XXY deja en evidencia que la intersexualidad no es ningún problema: el problema está en la manera en que concebimos la intersexualidad. No hay nada de inherentemente confuso en cómo lleva adelante su vida una persona intersexual, ni en qué actitudes adopta, ni en cómo quieren que la vean, ni en cómo mantiene relaciones sexuales: como todo encuentro de goce entre iguales, es natural, placentero y hermoso, hasta que llega la mirada extraña; una mirada que no siempre es malvada o malintencionada, sino simplemente predispuesta a la incomprensión, limitada al punto de no lograr entender cómo alguien a quien vieron y adoctrinaron siempre como “mujer” puede estar penetrando a un hombre.
“Varón” o “mujer”, “niño” o “niña”, “padre” o “madre”, “hijo” o “hija”: cada uno de estos términos llega a nosotros con una carga semántica —y hasta ideológica— definida, un sentido inscripto en el nivel de lo social; y el lugar que le damos al género, esta existencia artificial, termina por dominar y afectar a casi todas las personas, más allá del nivel de apertura ante lo nuevo que puedan ostentar, y sea donde se encuentre su identidad en el amplio espectro que es el género.

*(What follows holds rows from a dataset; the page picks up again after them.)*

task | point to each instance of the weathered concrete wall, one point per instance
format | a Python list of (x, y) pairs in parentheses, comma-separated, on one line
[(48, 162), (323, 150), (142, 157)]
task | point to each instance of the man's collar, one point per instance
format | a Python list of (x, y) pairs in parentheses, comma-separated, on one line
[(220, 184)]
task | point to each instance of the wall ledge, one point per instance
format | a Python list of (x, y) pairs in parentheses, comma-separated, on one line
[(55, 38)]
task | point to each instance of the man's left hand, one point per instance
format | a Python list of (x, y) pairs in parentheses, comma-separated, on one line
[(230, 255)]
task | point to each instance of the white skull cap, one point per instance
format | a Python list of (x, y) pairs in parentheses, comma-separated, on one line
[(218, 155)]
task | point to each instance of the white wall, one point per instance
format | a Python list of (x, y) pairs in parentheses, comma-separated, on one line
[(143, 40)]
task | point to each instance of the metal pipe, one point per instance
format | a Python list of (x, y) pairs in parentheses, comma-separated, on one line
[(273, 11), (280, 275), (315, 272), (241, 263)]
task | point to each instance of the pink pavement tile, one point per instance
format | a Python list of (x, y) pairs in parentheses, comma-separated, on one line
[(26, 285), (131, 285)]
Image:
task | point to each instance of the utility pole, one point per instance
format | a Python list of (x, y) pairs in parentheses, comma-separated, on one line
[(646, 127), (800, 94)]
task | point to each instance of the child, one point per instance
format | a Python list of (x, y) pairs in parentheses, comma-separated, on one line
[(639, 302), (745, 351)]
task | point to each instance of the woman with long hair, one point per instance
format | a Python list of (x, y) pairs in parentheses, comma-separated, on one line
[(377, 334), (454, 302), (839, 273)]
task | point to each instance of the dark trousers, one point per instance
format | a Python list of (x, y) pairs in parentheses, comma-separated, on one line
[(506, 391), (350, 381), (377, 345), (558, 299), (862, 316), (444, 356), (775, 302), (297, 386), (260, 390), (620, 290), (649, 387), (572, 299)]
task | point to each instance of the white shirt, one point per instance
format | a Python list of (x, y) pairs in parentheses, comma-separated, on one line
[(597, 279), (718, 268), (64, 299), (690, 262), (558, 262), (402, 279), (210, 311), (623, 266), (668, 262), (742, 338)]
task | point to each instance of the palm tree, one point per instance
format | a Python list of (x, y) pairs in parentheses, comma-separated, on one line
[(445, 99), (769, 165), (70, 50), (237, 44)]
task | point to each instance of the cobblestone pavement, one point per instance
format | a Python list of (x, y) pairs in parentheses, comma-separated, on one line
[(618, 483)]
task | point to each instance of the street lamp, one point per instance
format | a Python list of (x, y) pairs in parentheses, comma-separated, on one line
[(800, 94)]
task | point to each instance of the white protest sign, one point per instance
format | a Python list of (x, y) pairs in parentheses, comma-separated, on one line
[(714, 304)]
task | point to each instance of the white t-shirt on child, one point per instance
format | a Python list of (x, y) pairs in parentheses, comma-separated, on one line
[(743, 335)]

El padre de Alex es el que más abierto se muestra respecto a las decisiones de su hijx durante todos los cambios y, sin embargo, él también mira a Alex sin comprender demasiado cuando finalmente dice lo que piensa:
Alex: — No me vas a poder cuidar siempre.
Padre: — Hasta que puedas elegir.
Alex: — ¿Qué?
Padre: — Lo que quieras.
(Silencio)
Alex: — ¿Y si no hay nada que elegir?
Alex se vuelve doblemente susceptible al daño de lxs otrxs: en primer lugar, lx ven como mujer, es decir, como un cuerpo que le pertenece a quien quiera ultrajarlo; pero luego, lx ven como una abominación, un monstruo, un espectáculo, y por ende, como un cuerpo que existe para ser humillado. La fascinación de la gente por “ver qué tiene abajo”, y la crueldad que deriva de esta obsesión humana y social por un binarismo que establezca un vínculo causal entre género y genitalidad, se vuelven protagonistas de una escena en la que un grupo de varones violenta física, simbólica y psicológicamente a Alex.
Lucía Puenzo se pregunta, y nos pregunta: ¿qué es lo que hará que nos volvamos locos ante la idea de que una mujer tenga pene? ¿Qué será lo que encontramos tan terrorífico de la indeterminación de la identidad de género de una persona? ¿Por qué nos altera que a alguien no le interese, no quiera, ni necesite, definirse como hombre o mujer?
¿Por qué sentimos que es necesario, y nos desesperamos por saber, a fuerza de violencia, burlas y exclusión, “qué tiene ahí abajo”?